Al salir de la sala, lo primero que vi fue a María la madre siendo madre y devota. Recién se incorporaba de estar de rodillas orando. La vi y me derroté.
Un mes exacto después de ese triste espectáculo, por una suerte espiritual de situaciones, el expediente de Sadrac fue a parar al despacho del fiscal titular de Bahoruco, Jonás Cuevas, hermano de Lázaro, quien tenía la fama de ser un fiscal un tanto conservador, despiadado con los criminales pero justo, y al notar la vaciedad probatoria del proceso, optó por archivar definitivamente aquel antro de injusticia.
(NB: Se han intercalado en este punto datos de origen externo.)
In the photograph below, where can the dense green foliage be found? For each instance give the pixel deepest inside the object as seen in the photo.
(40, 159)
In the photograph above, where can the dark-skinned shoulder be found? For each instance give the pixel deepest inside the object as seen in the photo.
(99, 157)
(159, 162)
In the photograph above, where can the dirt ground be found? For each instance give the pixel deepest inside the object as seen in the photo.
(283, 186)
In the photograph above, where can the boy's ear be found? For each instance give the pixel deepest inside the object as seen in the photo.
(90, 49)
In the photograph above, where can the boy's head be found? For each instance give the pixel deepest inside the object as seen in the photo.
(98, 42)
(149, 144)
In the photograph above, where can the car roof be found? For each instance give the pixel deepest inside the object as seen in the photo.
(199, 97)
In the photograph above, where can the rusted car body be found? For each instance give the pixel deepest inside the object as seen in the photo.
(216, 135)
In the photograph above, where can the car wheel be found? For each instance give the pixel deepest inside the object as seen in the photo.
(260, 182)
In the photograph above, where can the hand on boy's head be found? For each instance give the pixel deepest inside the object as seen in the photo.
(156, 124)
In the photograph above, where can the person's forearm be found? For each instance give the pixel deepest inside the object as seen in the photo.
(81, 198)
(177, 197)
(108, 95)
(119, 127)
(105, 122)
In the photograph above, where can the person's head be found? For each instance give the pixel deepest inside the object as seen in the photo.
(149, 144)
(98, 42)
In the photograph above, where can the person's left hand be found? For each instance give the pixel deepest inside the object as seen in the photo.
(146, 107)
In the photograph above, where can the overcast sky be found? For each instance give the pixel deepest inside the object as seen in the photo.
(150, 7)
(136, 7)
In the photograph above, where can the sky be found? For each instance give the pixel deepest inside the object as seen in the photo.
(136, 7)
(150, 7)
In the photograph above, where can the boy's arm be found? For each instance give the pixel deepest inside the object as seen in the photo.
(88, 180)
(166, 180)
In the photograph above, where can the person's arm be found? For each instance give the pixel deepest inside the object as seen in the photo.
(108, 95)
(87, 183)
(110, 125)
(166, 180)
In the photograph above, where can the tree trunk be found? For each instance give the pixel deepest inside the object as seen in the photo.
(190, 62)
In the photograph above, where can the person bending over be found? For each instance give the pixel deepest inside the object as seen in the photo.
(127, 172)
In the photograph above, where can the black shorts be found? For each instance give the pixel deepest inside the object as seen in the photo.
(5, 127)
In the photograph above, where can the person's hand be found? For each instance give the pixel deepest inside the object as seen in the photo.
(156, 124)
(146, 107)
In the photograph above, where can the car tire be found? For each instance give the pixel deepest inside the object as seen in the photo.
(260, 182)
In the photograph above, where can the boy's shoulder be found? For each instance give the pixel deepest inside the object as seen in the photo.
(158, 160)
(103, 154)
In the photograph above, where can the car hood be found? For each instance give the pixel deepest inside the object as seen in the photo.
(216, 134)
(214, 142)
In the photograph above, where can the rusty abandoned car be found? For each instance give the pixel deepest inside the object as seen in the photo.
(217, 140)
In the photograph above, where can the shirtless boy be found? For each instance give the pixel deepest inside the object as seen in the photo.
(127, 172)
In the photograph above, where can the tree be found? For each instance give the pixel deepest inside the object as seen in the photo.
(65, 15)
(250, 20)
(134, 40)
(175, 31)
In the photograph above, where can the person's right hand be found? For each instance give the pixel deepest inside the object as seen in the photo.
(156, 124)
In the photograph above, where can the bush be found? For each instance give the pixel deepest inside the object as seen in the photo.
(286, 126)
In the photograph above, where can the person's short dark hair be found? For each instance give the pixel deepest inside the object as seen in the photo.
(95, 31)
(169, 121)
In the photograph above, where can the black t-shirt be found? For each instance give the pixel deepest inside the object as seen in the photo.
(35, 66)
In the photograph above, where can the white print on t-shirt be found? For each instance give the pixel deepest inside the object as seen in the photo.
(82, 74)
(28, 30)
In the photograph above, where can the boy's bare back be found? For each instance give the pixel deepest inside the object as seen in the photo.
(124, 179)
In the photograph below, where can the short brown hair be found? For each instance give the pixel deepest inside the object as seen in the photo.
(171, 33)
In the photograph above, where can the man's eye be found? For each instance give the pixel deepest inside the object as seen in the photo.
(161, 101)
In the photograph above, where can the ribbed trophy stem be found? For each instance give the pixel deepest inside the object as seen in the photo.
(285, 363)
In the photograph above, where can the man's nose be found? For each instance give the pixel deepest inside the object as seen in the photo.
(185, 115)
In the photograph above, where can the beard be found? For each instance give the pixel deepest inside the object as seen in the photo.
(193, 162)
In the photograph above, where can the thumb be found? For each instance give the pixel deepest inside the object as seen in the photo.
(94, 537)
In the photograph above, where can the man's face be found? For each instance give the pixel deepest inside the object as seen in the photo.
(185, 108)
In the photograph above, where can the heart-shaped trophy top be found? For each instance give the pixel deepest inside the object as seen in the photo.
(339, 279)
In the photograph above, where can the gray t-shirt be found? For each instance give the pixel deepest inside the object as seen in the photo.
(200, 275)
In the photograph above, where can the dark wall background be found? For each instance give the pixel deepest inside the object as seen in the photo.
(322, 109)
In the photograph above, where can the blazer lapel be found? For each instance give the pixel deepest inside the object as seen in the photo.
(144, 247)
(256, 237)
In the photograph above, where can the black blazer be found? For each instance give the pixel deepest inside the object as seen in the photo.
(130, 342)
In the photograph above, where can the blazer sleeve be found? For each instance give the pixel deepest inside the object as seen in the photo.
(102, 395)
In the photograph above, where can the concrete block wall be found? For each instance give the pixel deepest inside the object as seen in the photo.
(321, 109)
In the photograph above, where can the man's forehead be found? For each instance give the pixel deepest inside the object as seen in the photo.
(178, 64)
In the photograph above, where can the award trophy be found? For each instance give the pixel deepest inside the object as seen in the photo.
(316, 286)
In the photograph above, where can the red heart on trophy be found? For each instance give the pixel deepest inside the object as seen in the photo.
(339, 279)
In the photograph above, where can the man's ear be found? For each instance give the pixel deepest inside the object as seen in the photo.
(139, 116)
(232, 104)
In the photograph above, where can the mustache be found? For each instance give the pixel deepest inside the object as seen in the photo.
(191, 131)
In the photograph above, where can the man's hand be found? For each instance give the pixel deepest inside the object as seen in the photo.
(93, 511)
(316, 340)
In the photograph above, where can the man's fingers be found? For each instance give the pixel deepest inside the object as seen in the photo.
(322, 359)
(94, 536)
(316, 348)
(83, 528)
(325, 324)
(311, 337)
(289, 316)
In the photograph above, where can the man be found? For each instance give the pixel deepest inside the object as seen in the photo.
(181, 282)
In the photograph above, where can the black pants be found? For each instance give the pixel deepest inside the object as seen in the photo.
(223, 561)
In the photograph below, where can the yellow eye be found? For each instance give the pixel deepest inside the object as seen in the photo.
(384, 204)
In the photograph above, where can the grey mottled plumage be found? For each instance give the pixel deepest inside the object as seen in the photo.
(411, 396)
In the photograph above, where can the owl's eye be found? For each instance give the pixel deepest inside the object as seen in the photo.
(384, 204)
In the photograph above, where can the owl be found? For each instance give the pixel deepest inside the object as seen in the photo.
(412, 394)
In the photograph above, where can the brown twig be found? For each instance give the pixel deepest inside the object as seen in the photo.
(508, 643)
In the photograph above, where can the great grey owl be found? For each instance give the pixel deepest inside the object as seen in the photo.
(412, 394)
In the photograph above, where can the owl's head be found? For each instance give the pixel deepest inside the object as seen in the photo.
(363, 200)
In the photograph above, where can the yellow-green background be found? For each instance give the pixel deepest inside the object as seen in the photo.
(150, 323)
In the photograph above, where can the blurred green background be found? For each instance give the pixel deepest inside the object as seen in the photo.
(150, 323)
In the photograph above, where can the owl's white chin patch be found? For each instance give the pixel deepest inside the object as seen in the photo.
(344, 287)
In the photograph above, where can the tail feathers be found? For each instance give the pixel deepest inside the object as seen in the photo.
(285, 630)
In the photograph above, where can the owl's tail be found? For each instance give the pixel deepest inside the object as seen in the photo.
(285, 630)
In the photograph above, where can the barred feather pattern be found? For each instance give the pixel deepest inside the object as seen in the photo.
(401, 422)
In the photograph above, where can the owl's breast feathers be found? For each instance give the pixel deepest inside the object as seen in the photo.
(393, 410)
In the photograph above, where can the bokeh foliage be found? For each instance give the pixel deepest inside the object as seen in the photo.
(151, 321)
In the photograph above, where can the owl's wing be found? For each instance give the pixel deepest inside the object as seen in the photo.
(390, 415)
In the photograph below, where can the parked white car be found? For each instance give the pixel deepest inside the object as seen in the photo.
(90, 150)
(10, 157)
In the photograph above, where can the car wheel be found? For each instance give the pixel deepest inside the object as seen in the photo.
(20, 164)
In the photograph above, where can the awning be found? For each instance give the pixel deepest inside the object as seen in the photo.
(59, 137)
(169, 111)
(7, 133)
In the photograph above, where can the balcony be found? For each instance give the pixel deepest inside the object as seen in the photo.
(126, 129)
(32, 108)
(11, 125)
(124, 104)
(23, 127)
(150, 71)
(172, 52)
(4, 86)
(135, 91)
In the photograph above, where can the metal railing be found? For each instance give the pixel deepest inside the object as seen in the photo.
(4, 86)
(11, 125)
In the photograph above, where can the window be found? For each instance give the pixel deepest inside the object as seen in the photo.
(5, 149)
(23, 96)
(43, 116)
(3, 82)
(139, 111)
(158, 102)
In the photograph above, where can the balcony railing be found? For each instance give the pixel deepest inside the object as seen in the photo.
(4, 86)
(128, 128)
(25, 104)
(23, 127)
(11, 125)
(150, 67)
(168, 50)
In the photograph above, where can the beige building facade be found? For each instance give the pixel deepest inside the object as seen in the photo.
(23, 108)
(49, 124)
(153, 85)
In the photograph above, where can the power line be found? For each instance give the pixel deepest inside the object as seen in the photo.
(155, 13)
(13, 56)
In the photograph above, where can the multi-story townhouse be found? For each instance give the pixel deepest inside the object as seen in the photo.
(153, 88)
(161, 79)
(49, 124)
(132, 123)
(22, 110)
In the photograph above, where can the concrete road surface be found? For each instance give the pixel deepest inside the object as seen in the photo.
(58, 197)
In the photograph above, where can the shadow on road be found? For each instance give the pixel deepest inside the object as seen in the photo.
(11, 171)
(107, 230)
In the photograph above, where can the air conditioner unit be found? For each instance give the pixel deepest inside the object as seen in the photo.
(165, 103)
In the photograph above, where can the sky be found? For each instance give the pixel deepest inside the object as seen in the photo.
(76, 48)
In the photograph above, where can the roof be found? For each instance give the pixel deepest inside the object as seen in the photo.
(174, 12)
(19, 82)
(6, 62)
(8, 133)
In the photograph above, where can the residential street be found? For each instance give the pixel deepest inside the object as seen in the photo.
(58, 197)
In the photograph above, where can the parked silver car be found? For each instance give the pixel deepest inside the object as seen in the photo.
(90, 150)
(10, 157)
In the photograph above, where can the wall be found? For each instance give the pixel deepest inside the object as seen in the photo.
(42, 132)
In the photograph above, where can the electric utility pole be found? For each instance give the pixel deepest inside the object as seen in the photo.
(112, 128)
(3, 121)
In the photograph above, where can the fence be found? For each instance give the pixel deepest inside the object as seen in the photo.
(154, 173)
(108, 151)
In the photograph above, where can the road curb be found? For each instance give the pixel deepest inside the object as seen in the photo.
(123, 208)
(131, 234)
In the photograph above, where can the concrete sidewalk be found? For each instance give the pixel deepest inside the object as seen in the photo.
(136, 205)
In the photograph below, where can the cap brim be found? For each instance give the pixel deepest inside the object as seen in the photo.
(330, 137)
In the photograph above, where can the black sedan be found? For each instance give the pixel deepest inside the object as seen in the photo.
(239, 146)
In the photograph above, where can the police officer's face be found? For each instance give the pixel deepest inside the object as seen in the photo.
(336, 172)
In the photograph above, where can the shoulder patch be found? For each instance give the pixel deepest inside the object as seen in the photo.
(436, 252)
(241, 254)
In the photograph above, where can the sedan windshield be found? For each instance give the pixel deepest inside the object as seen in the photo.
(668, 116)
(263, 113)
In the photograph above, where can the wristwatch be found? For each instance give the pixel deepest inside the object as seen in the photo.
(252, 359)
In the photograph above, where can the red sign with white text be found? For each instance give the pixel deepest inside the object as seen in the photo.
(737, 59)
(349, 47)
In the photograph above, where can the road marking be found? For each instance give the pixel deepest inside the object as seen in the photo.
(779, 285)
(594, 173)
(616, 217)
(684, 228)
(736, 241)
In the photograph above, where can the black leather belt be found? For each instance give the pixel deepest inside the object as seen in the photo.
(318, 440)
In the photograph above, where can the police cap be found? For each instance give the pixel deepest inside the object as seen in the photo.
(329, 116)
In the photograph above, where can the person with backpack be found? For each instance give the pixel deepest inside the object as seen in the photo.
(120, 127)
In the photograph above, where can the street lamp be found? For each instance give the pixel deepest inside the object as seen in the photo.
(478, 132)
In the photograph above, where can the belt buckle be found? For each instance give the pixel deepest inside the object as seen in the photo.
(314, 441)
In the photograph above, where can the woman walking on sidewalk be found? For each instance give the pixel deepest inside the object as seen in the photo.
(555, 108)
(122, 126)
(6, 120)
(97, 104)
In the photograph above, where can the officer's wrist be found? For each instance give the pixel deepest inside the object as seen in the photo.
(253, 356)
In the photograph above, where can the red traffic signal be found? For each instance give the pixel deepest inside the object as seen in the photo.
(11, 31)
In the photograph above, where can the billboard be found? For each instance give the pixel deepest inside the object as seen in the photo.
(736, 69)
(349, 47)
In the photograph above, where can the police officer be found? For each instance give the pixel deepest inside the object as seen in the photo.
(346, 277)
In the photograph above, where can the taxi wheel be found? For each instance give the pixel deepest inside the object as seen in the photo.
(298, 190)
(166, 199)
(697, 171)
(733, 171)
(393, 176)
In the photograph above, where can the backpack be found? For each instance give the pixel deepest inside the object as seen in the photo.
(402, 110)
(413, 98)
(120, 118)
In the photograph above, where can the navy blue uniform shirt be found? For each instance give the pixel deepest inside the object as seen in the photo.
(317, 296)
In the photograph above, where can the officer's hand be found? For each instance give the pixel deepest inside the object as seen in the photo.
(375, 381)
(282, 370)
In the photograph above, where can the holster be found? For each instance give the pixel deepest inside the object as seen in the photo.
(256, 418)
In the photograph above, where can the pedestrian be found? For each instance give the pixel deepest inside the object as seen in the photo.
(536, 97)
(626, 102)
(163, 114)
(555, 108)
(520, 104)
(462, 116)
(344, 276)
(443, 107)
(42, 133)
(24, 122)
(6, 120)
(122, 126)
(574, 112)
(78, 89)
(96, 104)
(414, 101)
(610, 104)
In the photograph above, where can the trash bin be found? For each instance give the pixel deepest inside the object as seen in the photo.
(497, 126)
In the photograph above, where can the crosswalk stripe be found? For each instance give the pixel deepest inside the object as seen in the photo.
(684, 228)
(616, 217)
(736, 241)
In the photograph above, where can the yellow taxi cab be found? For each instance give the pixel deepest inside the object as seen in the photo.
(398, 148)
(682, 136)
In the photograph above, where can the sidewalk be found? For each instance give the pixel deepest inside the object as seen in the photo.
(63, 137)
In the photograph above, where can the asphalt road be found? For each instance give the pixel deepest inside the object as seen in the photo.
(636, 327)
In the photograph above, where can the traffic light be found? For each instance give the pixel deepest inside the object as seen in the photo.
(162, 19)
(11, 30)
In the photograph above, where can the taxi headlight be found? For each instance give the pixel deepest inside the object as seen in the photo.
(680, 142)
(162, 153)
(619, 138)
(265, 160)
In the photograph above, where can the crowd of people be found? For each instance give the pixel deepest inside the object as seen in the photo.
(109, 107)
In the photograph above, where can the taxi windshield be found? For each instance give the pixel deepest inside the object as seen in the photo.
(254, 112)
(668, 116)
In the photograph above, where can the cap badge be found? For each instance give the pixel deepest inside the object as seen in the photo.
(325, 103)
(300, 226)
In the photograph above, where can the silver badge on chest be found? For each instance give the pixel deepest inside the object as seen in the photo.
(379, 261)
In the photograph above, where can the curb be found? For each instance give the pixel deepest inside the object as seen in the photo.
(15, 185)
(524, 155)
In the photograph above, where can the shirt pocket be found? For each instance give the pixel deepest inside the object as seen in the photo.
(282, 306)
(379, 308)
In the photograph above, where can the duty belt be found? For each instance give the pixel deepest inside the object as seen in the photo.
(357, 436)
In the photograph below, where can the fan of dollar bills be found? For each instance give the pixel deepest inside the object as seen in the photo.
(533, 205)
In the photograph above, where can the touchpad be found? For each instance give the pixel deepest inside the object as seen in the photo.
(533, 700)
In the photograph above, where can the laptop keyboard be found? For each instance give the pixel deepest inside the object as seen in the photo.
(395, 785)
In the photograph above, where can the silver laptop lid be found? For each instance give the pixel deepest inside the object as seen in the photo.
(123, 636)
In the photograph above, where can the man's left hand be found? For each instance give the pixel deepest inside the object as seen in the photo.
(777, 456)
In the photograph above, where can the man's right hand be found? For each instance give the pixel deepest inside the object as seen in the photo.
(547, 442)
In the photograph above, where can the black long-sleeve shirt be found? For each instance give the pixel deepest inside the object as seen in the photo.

Sadrac recuperaba su libertad y su inocencia por ese acto.
La historia de Sadrac es la historia de la fe, de justicia e injusticia, del peligro de un sistema de justicia amedrentado, y de intervención divina.
Años, años, muchos años después noté que todos los convocados en esta trama, incluidos policías, investigadores, fiscales, jueces, víctimas, público e imputado, a excepción de mí, tenían nombres e historias conexas contenidas en la Biblia, con similares hechos en uno y otro escenario. Por lo que al ser el diferente respecto a los bíblicos nombres, me creí obligado, cual único espectador externo, a contar la historia de Sadrac el neibero.